Comemorando os 204 anos da cidade insular de Ilhabela e marcando o meu retorno às provas de rua depois da encardida Maratona das Praias, aconteceu neste domingo esta prova de 6 Km, distância bem mais adequada para a ocasião que os sensacionais, mas dificílimos trinta e um do Desafio Ecológico de Pindamonhangaba. Pedindo desculpas ao amigo Maurício Cortez, organizador da prova grandona pela ausência, e confirmando desde já a minha presença na próxima edição, rumei com os amigos da Equipe 100 Juízo para mais essa empreitada.

E essa exigiu alguns detalhes logísticos especiais, a começar pelo horário da saída. Voltando a ter, depois de algum tempo, o apoio da Secretaria Municipal de Educação que nos cedeu o transporte, combinamos a concentração para as 5h30min da madrugada no QG. Por estar no caminho, tive o privilégio da retirada em casa e pude dormir alguns minutos a mais que os companheiros de equipe. Vencendo Tamoios e Rio-Santos pouco movimentadas, chegamos a São Sebastião e completamos o trajeto com um rápido passeio de balsa. A manhã, ao contrário do que dizia a previsão, tinha começado ensolarada. No litoral, tempo inicialmente fechado, mas bastou chegarmos à ilha para o sol voltar a brilhar com força. Lembrou, com mau agouro, o domingo anterior em uma cidade não muito longe dali. Ainda bem que com um sétimo da distância.

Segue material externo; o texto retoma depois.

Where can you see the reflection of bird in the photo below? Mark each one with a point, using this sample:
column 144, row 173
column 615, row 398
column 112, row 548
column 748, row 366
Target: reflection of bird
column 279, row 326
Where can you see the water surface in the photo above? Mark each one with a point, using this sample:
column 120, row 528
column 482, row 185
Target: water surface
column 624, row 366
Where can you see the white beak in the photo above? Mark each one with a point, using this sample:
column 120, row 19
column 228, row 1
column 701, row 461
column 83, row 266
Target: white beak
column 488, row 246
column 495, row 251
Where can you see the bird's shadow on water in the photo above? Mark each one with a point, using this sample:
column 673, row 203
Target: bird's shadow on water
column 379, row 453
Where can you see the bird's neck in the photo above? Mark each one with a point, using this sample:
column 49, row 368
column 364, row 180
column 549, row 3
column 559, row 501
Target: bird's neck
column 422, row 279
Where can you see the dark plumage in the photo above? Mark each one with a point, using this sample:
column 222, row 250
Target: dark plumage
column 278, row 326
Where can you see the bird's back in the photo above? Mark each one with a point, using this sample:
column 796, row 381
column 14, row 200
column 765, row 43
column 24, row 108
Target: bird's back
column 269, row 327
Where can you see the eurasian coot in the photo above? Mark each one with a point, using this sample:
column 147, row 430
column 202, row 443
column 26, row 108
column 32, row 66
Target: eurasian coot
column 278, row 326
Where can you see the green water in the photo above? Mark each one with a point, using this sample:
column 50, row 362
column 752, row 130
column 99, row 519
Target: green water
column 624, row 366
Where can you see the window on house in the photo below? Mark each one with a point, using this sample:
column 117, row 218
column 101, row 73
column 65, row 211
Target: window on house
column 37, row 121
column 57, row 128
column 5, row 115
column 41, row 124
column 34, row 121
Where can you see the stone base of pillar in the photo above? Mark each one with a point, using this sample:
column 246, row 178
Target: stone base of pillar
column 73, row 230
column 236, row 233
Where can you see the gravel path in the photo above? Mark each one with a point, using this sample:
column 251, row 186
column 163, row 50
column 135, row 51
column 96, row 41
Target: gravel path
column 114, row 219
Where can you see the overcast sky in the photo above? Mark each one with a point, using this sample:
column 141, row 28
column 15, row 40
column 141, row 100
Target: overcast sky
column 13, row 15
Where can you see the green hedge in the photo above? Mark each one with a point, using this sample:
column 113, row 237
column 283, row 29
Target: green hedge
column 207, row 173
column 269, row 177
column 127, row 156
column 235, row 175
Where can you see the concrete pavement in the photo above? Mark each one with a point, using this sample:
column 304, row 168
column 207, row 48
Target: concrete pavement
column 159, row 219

Apesar de chegarmos com bastante tempo, já havia muita gente na praça da rotatória, local da largada, pouco depois da saída da balsa. A distribuição do kit se resumia a duas carteiras escolares onde staffs entregavam apenas os números de peito (não haveria cronometragem por chip) aos inscritos. A surpresa pra lá de desagradável foi não ver o meu nome na lista. O site da TH5 Eventos, na qual as inscrições eram feitas, apresentou problemas no processo, até mostrando uma mensagem de confirmação, mas em nome de outro corredor (!). Ao ouvir de outras pessoas, dias antes da prova, que a falha também tinha ocorrido com eles, imaginei se tratar de algo de pouca importância, mas ainda assim preenchi o formulário de "fale conosco" do site (que também deu erro, retornando a mensagem) e também enviei um e-mail para a organização, solicitando a confirmação da minha inscrição. Não sendo atendido, tornei a preencher na internet o formulário de inscrição e, sem confirmar novamente, apenas imprimi a página com os meus dados pessoais para ter o que apresentar no dia. A pessoa que veio falar comigo disse em tom entre o professoral e o agressivo, ao ver o meu impresso, que eu não estava inscrito porque "faltou um clique". O problema acabou sendo resolvido com uma nova inscrição feita ali mesmo na hora, mas o episódio de total falta de bom senso estava consumado. Era, nada, nada, a minha 112ª inscrição em uma corrida e eu, se não sou um expert, também não sou nenhum analfabeto digital. Aborrecimento gratuito e desnecessário.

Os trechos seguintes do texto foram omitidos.